Notice how the field depends on the parameter $x$ (which is NOT an operator, like in QM), while in QM the position operator $\hat{x}$ doesn't depend on anything. This is what people mean when they QFT has infinite degrees of freedom, to specify a field completely you need to specify it in every point of space. Conversely, notice that if you got rid of all spacial parameters in QFT and retained only time, you would get something that looks very much like ordinary QM, with $\hat{x}$ being a "field". That's why people say QM is QFT in 1 dimension (that dimension being time).

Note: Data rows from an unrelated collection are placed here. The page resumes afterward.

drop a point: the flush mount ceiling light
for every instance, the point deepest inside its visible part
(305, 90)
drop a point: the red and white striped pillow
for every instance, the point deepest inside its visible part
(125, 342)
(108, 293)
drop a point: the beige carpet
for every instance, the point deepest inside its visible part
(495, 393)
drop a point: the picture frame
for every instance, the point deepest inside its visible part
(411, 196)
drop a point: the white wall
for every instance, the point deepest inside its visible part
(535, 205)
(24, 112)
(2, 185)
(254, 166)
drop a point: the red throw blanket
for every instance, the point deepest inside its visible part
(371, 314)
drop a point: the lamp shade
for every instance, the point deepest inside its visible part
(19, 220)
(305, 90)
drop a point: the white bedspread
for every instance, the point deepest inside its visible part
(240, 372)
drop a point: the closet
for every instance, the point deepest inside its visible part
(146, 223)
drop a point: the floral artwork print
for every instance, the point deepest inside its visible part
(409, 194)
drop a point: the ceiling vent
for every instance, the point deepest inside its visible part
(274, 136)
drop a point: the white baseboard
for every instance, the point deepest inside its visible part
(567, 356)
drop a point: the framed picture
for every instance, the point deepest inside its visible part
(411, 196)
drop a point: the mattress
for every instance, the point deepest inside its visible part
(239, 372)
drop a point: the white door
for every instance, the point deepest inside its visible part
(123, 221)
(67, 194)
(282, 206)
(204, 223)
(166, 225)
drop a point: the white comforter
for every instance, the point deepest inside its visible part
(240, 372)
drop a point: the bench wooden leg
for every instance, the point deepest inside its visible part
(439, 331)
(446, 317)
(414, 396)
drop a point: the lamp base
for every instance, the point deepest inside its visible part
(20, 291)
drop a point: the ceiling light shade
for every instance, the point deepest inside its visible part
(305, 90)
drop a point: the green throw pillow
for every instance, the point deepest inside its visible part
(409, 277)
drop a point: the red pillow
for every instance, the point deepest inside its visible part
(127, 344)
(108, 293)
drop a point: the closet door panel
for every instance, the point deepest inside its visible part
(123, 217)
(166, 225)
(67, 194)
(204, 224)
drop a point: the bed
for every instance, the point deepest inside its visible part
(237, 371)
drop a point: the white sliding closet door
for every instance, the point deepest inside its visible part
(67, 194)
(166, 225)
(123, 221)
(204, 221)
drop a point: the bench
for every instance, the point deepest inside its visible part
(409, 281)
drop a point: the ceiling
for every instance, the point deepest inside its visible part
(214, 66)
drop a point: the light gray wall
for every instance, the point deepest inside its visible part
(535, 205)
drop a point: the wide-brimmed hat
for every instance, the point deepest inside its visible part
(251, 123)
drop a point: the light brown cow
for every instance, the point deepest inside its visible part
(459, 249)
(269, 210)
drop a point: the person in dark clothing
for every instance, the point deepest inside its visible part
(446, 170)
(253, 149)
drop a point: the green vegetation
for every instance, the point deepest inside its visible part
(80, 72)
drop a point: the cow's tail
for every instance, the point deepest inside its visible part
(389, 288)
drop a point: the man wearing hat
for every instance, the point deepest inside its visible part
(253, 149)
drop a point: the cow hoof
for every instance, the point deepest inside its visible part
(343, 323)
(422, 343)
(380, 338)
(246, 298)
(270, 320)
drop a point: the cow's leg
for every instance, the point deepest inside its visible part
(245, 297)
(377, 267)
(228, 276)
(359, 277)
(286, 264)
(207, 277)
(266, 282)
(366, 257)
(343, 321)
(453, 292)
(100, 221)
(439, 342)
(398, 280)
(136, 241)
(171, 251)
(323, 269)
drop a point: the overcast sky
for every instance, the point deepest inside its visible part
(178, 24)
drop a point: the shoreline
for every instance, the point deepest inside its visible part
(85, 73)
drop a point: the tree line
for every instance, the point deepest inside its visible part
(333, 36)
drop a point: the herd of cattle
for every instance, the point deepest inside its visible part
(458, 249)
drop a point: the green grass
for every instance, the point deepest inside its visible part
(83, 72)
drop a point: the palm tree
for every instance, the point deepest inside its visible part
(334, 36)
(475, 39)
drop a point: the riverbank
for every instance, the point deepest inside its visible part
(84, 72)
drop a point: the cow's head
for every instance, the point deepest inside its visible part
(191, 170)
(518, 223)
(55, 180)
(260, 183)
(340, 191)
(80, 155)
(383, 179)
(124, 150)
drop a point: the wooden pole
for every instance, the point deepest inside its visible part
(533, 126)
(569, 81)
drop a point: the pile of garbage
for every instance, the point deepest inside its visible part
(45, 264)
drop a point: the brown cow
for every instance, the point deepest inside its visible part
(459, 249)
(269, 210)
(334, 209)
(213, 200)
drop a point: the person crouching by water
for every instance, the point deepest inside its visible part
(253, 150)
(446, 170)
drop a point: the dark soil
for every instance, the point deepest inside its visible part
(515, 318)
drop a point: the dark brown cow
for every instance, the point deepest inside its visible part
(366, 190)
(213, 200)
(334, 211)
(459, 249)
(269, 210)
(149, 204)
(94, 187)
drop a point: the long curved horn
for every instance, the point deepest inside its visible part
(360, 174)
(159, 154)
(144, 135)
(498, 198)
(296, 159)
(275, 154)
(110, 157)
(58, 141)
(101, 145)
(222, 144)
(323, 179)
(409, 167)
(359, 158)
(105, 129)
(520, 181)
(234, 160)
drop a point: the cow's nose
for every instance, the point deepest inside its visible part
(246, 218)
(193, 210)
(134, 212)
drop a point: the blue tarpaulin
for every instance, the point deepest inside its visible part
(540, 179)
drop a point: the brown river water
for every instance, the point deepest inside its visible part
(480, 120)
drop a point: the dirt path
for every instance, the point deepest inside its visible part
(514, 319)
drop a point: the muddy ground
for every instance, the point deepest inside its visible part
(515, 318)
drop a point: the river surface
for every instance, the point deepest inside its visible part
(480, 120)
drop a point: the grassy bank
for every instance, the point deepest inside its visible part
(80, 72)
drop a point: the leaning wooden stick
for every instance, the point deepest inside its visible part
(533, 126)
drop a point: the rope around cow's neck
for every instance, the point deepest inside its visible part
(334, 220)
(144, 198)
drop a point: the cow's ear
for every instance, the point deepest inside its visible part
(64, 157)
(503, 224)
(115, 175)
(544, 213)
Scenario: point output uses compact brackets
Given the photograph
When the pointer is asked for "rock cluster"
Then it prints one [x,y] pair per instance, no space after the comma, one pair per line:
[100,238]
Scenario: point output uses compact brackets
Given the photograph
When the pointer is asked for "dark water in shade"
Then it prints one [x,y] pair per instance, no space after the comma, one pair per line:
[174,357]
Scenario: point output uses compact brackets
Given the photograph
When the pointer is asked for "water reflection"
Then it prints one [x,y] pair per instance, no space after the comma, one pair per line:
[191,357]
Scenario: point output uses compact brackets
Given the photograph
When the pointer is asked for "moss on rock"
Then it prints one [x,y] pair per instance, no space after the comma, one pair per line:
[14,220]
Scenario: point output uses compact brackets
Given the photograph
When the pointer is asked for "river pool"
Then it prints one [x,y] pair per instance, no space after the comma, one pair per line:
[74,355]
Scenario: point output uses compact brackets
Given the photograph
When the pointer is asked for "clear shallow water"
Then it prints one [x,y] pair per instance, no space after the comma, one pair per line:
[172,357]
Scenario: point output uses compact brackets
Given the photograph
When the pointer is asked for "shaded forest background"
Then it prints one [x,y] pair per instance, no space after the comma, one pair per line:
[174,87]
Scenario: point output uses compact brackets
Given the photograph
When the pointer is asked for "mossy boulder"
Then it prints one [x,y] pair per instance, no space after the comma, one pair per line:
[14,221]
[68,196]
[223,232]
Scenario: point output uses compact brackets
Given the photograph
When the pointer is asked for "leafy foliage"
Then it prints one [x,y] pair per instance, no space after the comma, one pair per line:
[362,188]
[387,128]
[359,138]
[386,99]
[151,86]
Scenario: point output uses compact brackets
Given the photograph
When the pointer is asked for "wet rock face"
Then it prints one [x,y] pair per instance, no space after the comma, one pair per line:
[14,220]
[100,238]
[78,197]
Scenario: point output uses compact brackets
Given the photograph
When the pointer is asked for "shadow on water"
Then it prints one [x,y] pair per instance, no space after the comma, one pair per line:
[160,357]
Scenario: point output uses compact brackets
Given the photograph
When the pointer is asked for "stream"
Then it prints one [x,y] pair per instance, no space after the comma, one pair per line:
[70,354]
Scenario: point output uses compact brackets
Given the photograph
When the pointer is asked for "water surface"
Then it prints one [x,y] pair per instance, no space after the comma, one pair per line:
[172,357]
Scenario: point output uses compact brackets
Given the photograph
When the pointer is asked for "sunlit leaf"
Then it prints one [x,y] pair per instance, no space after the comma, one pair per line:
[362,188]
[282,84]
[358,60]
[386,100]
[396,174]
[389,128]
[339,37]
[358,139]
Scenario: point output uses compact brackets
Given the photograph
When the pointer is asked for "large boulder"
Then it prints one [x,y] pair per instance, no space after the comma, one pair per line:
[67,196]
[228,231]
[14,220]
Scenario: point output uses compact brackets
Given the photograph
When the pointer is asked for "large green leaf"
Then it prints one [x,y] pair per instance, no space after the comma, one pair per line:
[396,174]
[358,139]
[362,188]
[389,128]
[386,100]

What is the wavefunction then? Well, it's kinda different from ordinary QM because it's an abstract vector in Hilbert space, you can't just write its value as a number in some place, like you can with QM. It's a bit more complicated than that because it carries a lot more data (remember the infinite degrees of freedom). But what is relatively simple is to produce the wavefunction that corresponds to, say, an electron and a positron as excitations of a quantum EM field at some distant time in the past, produce the wavefunction corresponding to a photon in the distant future, and then find the probability that one state evolves into the other, ie that the electron-positron pair annihilates into a photon (this way of treating problems is called scattering theory). Performing that calculation is how you get the Feynman diagrams.
Bare in mind in QFT people typically use the Heisenberg picture, in which the states ("wavefunctions") remain the same and the fields (or position/momentum operators in QM) evolve with time. I've explained it with the Schrodinger picture because it is probably what you are familiar with. But really both are exactly the same, one transforms into the other by a simple mathematical transformation.